I purchased a car for my daughter a while back. I have had some good experience with used car dealers, but this experience was not so good. The first mistake I made was taking someone's word for something just because I know them. I bought a 1995 Audi A6, which was immaculate on the outside and inside. Mechanically, the only issue I first had was a noise that it was making on the passenger front wheel, which I thought was a bearing problem.To make a long story short, it has had a few mechanical problems since that time. First the starter went awry and replacing that was a nightmare not even to be repeated. Then the car just died coming to a stop sign and we sat on the shoulder of the road for three hours waiting for AAA to send their roadside assistance, i.e., a dang tow truck.
The problem is the ignition switch. This should probably have been looked at when the starter burnt up because you had to manually return the key to the pre-start position or the starter would just keep engaging. Anyway the switch finally died. Never having worked on foreign cars before, I figured I ought to own a repair manual of my very own, or the library would get mad since I would perpetually have their copy!

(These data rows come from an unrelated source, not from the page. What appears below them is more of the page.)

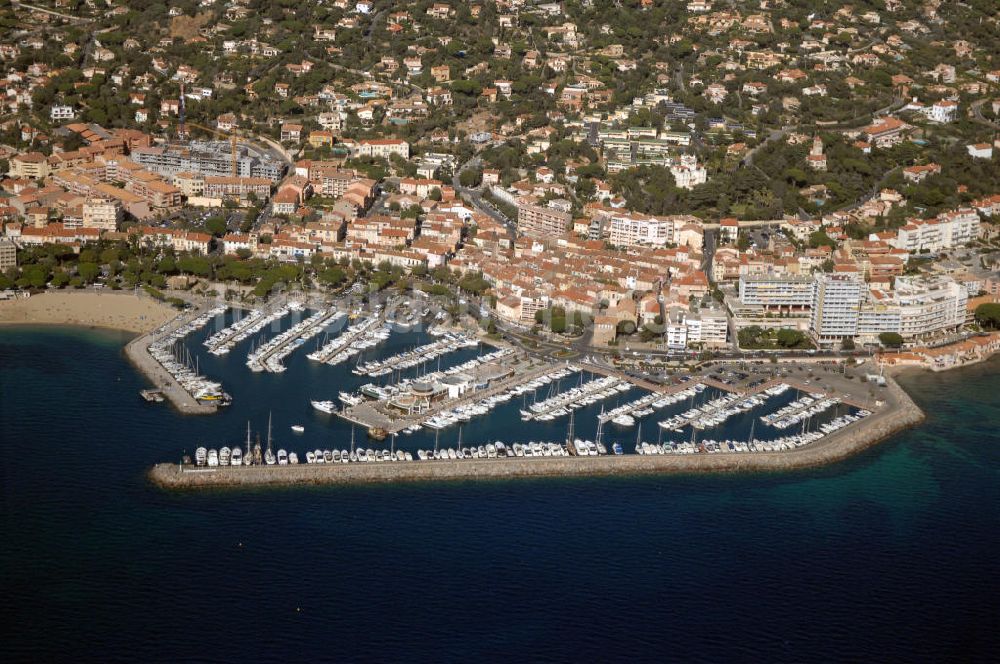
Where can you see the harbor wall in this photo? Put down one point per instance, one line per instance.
(897, 413)
(137, 352)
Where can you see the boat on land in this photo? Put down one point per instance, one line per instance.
(328, 407)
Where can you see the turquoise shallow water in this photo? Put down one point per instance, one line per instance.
(891, 555)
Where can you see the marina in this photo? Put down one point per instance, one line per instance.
(585, 394)
(223, 341)
(418, 356)
(462, 415)
(269, 356)
(167, 361)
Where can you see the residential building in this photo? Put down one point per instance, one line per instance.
(8, 255)
(835, 305)
(538, 221)
(103, 213)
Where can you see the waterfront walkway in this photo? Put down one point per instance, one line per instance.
(137, 351)
(898, 412)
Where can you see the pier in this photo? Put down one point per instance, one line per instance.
(897, 412)
(340, 349)
(376, 414)
(269, 356)
(137, 352)
(223, 341)
(419, 355)
(587, 393)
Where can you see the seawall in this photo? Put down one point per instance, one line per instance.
(898, 413)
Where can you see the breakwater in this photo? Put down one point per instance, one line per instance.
(895, 414)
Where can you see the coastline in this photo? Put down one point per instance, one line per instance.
(114, 310)
(899, 413)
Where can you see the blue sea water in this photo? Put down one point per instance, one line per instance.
(891, 555)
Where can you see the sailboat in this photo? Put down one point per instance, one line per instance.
(248, 458)
(269, 457)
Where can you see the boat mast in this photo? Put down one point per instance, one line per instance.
(269, 431)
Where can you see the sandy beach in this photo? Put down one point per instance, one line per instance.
(115, 310)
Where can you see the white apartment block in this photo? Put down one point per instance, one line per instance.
(633, 229)
(929, 306)
(378, 148)
(61, 113)
(8, 255)
(708, 328)
(835, 306)
(946, 231)
(777, 293)
(102, 213)
(688, 174)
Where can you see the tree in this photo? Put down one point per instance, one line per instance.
(789, 338)
(625, 327)
(60, 279)
(89, 272)
(988, 315)
(34, 276)
(891, 339)
(216, 225)
(819, 239)
(750, 335)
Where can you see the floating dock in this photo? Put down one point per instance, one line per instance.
(897, 412)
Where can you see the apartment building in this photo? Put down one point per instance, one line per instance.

Now that was an experience in web shopping! Try to find a repair manual for this Audi car. Now I am an older fellow, and owning a repair manual on CD just isn't my idea of a good thing. I want to have the damn thing OPEN in front of me when I am figuring out these diagrams and so forth...not have to run back in the house to look up each thing as I go!
The only book form of these I found was a three volume set that cost $250! There were some on-line manuals and CD manuals. I finally settled for a manual on CD that came a couple days later. I was pleased with the purchase and couldn't wait to try it out. I put the CD in the drive and it made me register the product and so forth. Some of this I find very irritating. I finally got it all installed and activated, and I still couldn't see any information!
I called the customer service department for the CD manufacturer and got a big fat runaround, since they weren't going to give me any information without me registering my product online. I had, of course activated the product that I hand in my hand, but that wasn't good enough. Finally after several attempts at registering, he finally put my name in the records and figured out I needed to talk to someone else.
The final person I talked to explained that I needed to go to the download center and download the missing information for the CD. Now why buy the damn CD if it doesn't have all the information on it that you bought? I tried to download their "reader" update, which of course didn't respond. I got frustrated and quit with it for the day. So now I have the handy CD here and an unresponsive download that refuses to get off my computer. Why can't the manufacturer of the auto just make a repair manual that you can buy. Why does everything have to be so difficult?